CONFIANÇA, COMPROMISSO E TRANSPARÊNCIA
Há várias teorias para explicar a riqueza e a pobreza das nações. Todas dão um contributo para descrever uma realidade que depois se reflete nos indicadores, nas perceções e na vida em concreto. Ao longo da vida fui percebendo como a geografia interagiu com a história e como ambas traçaram rotas que nos trouxeram até aqui. Viajando por quase todo o mundo, pude comprovar empiricamente a validade das ideias e a diversidade dos factos que traçam o destino dos povos.

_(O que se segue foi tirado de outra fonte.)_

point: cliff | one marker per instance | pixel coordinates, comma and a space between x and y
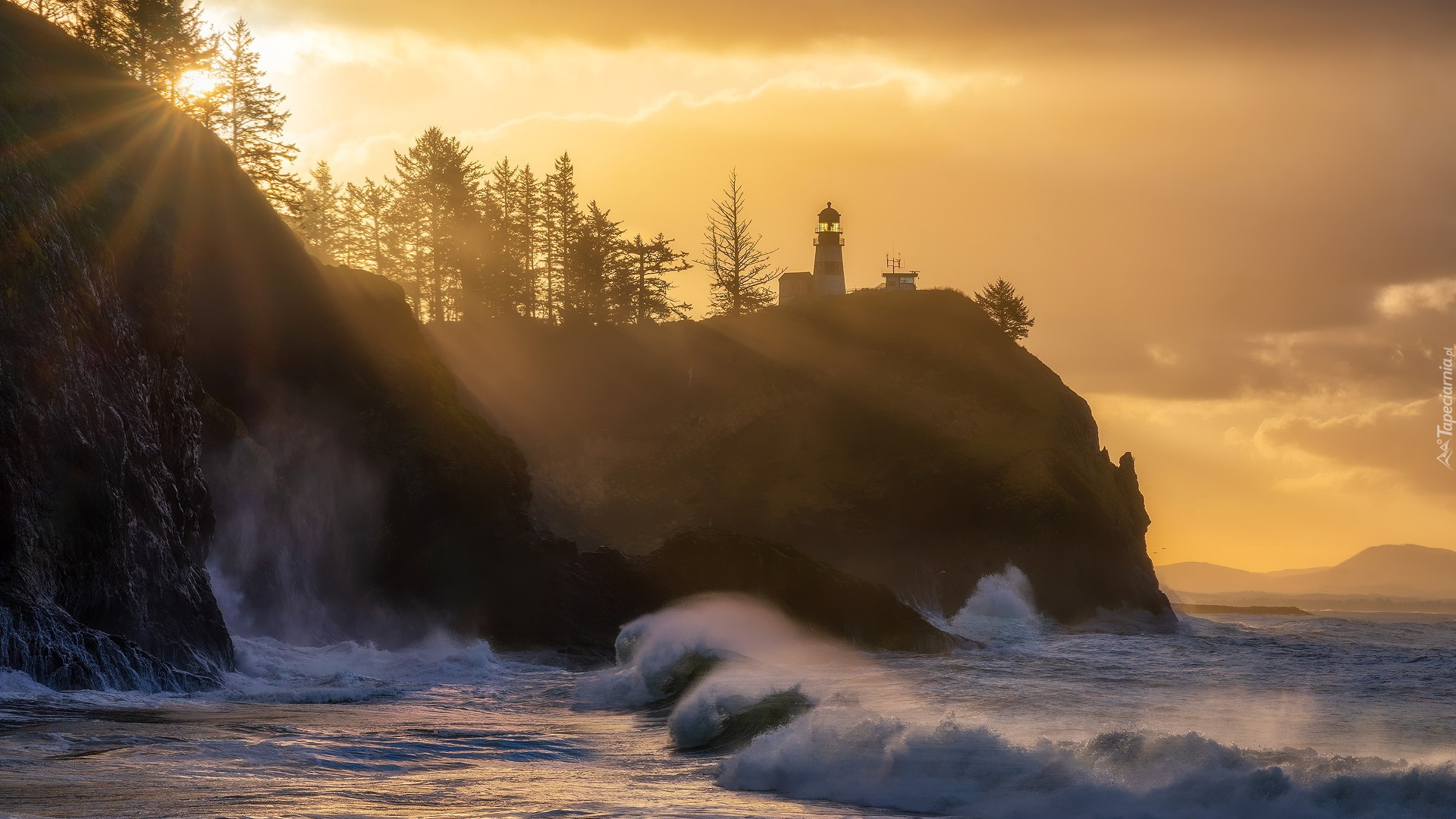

Do cadinho teórico e prático a que acedi emerge a chave que determina quase tudo, ou seja, a confiança nas instituições, nas empresas, nas pessoas, nas relações, nos processos, nas decisões, nas informações, nas redes neuronais que tecem o tecido social, político e económico dos territórios e das sociedades.
A confiança marca o destino e traça a fronteira entre o sucesso e o insucesso das obras da humanidade, desde os mais simples gestos às mais extraordinárias gestas. Foi a confiança ou a impossibilidade de não a ter que trouxe Portugal através de quase mil anos de história, como um dos mais improváveis sobreviventes da geopolítica global.
Acredito no meu país e na sua capacidade de se continuar a afirmar num mundo em mudança, e acredito também, e cada vez mais, que a confiança prática é o que mais nos vai faltando para sermos melhor sucedidos. Confiança, não em nós mesmos, mas nas relações que se estabelecem e que se desenham quase sempre sobre a arquitetura do controlo em detrimento do primado da transparência.
A falta de confiança não é de agora, mas agora funciona como um garrote mais apertado que nunca. Nada se faz ou executa na nossa administração pública sem antes ter que passar pelo atarraxado gargalo das “Finanças”. Assim se atrasam processos, se perdem oportunidades, se desperdiçam energias e se destroem vontades.
As contas certas e a sustentabilidade financeira do país são um bem comum que nos beneficia a todos e cuja quebra, quando sucedeu, como sabemos por experiência própria, convocou os fantasmas e os diabos que alguns invocaram como salvadores, como a austeridade, os baixos salários ou a precariedade das respostas sociais.
Com confiança, a adequação das execuções financeiras e dos impactos concretos dos projetos e das políticas pode e deve ser feita de forma dinâmica, com reporte de quem executa e com responsabilização pelo resultado final.
Assisto com expetativa e colaboro com entusiasmo e compromisso no desenho de novas políticas públicas, mais descentralizadas, integradas, transversais e modernas. Temo, no entanto, que se a modernização não desatar os nós dos múltiplos “vistos prévios”, formais ou informais, filhos da desconfiança, muito do que poderíamos conseguir se perca nas malhas da burocracia.
Comemoraremos em breve os 50 anos de Abril. Celebraremos também 50 anos sem “visto prévio” à liberdade de pensar e de escrever. É tempo de ter confiança numa sociedade capaz de fazer segundo as regras, trocando tutelas prévias por compromisso e transparência. Todos ganharemos com isso.